La enviaría al día siguiente. Luego conseguiría la gasolina y rociaría la casa. Después, tendría que arrancar las tablas del suelo del cuartucho. Sí, seguro que lo lograría. Finalmente, se acostaría al lado de Hans, en su casa al lado de su Hans. A lo mejor le daba tiempo de hacerlo antes de que apareciesen los chavales, ¿o acaso acometerían ya esa noche lo que tenían planeado?

QUINTA PARTE

25 de agosto de 1950

¡ Por una Estonia libre!

En el bosque me encontré con un hombre. Era el hermano del marido de Liide, de ese Martin. Estaba mal de la cabeza. Un comunista. Lo estrangulé.

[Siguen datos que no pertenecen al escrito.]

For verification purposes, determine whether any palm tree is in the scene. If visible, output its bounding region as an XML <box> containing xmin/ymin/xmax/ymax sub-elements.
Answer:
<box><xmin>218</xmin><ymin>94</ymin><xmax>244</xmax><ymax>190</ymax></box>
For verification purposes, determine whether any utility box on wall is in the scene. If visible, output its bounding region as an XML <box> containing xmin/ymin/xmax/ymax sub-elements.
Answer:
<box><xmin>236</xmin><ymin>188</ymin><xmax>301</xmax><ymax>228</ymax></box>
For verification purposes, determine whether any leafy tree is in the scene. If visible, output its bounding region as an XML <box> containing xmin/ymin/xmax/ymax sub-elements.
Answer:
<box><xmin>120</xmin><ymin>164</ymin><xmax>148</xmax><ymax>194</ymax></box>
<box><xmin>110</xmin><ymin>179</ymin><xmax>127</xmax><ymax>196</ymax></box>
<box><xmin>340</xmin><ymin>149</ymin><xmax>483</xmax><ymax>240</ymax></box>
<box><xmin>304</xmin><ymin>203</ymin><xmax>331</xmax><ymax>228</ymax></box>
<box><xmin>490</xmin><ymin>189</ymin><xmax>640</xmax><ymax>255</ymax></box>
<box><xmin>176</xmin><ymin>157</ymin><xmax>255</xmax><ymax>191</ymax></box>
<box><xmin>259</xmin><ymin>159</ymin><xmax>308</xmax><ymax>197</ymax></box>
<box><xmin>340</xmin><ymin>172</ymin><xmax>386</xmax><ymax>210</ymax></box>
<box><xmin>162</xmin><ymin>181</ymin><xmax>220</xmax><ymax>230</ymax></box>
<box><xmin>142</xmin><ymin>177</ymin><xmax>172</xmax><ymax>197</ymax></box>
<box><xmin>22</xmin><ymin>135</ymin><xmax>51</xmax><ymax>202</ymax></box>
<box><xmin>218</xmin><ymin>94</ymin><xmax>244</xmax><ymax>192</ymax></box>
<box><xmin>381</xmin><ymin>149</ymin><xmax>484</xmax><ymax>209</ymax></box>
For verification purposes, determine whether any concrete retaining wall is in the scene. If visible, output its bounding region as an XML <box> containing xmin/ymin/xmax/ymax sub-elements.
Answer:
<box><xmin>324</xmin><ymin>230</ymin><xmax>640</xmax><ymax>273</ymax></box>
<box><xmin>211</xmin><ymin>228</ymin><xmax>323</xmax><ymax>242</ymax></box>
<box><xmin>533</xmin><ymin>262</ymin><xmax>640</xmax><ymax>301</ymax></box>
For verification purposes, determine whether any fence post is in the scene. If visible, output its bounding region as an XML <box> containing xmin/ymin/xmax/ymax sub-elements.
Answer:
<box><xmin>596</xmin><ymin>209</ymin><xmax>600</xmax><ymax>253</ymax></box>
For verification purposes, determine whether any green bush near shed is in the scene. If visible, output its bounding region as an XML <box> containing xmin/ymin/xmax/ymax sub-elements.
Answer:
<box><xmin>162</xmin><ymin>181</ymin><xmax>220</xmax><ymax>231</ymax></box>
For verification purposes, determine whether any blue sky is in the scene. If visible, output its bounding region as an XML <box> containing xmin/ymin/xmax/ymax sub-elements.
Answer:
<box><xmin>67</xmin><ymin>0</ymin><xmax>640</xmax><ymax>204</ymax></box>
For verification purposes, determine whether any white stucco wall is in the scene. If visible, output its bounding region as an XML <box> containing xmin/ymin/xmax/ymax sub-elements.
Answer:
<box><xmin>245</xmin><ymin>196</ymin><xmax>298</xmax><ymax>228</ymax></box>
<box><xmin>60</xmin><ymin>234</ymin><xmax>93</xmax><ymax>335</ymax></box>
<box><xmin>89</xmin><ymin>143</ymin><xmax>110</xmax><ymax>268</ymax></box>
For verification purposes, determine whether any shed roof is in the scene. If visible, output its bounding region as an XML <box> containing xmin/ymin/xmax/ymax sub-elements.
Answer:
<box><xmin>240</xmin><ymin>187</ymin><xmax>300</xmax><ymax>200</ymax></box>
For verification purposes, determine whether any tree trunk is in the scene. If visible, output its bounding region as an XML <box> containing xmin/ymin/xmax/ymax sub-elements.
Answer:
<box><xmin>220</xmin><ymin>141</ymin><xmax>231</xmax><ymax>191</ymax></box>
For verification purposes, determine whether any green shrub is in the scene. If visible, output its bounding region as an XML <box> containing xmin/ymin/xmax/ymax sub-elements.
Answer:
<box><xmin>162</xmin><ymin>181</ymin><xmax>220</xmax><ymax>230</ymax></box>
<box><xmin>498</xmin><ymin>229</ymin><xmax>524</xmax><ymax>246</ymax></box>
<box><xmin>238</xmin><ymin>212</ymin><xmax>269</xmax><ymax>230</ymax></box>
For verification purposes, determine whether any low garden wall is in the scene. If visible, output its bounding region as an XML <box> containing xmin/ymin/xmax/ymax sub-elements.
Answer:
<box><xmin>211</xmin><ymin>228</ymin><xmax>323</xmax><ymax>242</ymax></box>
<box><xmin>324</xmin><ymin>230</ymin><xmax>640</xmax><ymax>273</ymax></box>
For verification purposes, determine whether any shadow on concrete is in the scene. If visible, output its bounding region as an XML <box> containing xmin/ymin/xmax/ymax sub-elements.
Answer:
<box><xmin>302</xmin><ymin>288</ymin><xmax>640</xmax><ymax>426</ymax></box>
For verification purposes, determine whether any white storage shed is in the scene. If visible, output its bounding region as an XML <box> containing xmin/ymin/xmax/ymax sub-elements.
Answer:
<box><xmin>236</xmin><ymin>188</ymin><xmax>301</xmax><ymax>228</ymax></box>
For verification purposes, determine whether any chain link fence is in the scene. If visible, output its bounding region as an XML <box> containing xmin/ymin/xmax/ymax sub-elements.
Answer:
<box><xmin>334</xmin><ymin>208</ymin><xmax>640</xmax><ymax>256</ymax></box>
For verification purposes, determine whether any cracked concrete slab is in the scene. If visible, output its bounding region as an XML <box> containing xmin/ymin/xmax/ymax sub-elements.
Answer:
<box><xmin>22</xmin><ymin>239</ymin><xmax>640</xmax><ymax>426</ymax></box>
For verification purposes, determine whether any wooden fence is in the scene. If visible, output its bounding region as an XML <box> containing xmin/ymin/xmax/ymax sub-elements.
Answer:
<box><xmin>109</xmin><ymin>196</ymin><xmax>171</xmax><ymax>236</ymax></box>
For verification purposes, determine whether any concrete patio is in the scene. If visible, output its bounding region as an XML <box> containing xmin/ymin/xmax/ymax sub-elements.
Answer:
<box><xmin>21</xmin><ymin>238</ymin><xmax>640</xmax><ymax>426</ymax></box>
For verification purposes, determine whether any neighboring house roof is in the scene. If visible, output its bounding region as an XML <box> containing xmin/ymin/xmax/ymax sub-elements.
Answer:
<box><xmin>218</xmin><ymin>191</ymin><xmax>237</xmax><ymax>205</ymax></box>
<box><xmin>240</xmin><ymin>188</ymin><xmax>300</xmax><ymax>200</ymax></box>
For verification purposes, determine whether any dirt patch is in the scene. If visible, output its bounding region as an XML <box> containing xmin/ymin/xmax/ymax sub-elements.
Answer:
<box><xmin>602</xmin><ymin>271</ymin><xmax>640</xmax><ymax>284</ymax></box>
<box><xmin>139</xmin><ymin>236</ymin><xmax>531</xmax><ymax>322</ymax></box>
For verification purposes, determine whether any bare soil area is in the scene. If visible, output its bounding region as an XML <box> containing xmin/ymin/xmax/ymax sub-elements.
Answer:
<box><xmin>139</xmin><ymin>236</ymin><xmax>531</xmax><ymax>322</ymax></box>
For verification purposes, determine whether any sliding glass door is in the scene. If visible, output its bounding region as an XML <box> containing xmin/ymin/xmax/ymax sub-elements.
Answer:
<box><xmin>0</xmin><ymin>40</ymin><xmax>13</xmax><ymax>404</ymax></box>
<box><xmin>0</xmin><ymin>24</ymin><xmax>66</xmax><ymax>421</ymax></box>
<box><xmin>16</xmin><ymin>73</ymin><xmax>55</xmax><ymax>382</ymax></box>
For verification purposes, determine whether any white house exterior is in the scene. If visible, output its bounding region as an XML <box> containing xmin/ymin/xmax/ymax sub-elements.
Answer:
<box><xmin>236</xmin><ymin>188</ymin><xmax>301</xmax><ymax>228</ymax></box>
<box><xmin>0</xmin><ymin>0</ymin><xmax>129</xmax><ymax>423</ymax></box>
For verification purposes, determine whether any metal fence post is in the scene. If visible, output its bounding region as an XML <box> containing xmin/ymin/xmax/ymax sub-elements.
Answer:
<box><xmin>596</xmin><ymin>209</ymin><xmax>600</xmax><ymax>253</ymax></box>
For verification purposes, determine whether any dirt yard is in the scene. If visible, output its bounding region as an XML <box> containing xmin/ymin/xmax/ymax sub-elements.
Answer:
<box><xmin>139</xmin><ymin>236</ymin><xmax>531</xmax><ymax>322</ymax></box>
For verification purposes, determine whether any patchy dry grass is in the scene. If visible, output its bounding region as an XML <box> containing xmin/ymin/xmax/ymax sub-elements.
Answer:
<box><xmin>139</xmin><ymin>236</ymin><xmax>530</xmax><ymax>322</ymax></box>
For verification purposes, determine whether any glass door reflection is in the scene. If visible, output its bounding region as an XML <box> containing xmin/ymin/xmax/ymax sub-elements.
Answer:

Había estado en Nueva York con Hans Pöögelman. Y allí había organizado actividades comunistas y publicado el periódico Uus Ilm («Nuevo Mundo»). Era de esa clase de hombres. Resultaba un poco difícil entender lo que decía, la cabeza le temblaba mucho y sólo tartamudeaba, a veces la voz se le perdía del todo y únicamente escupía. Al principio, cuando pasó por mi refugio subterráneo, pensé que era un animal del bosque. Él no se dio cuenta de que yo estaba allí y cortó con el pie el hilo de la trampa. Entonces advertí su presencia. No salí tras él enseguida. No fui a ver si había dejado algún rastro hasta que cayó la noche. Había comido los arándanos de las proximidades, pero no como lo hacen los animales. Eso me hizo pensar que podía ser una persona. No obstante, había permanecido tan quieto que no noté nada hasta que se abalanzó contra mis piernas, como un animal. Sus ojos eran iguales a los de un animal, pero carecía de fuerza, así que lo dominé sin dificultad. Me senté encima de su pecho y le pregunté cómo se llamaba. Al principio sólo gimoteaba y tuve que mantenerle la boca tapada, pero después se tranquilizó. Llevaba conmigo un trozo de cuerda y le até las manos para mayor seguridad. No portaba ninguna arma, eso fue lo que primero comprobé. Consiguió decir a duras penas que se llamaba Konstantin Truu. Le pregunté si era familiar de Martin Truu. Por supuesto que lo era. No le dije nada de que éramos familia política porque yo nunca reconozco mi parentesco con esos rusos. Sólo le dije que Martin Truu era un hombre conocido en la aldea, y él se alegró o se asustó, realmente no se podía estar seguro de sus reacciones. Fuera como fuese, se puso como loco. Empezó a hablar de un gran malentendido, de que había que avisar a Stalin. Tuve mis sospechas de que estaba fingiendo con tanto tartamudeo. Por el bosque andaba toda clase de gente, no podías fiarte de nadie. Konstantin pedía socorro y comida. Debía de haber sido un señorito de esos de ciudad, esa clase de gente que no sabe arreglárselas en el bosque. Vaya tropa que mandaba allí la NKVD a espiar a los muchachos de Estonia. Pero terminé de escuchar su historia, pensando que quizá pudiese descubrir algo sobre el marido ese de Liide. También cabía que Konstantin fuese un agente que se había pasado de rosca al llegar al bosque y que acabara soltando unas cuantas verdades.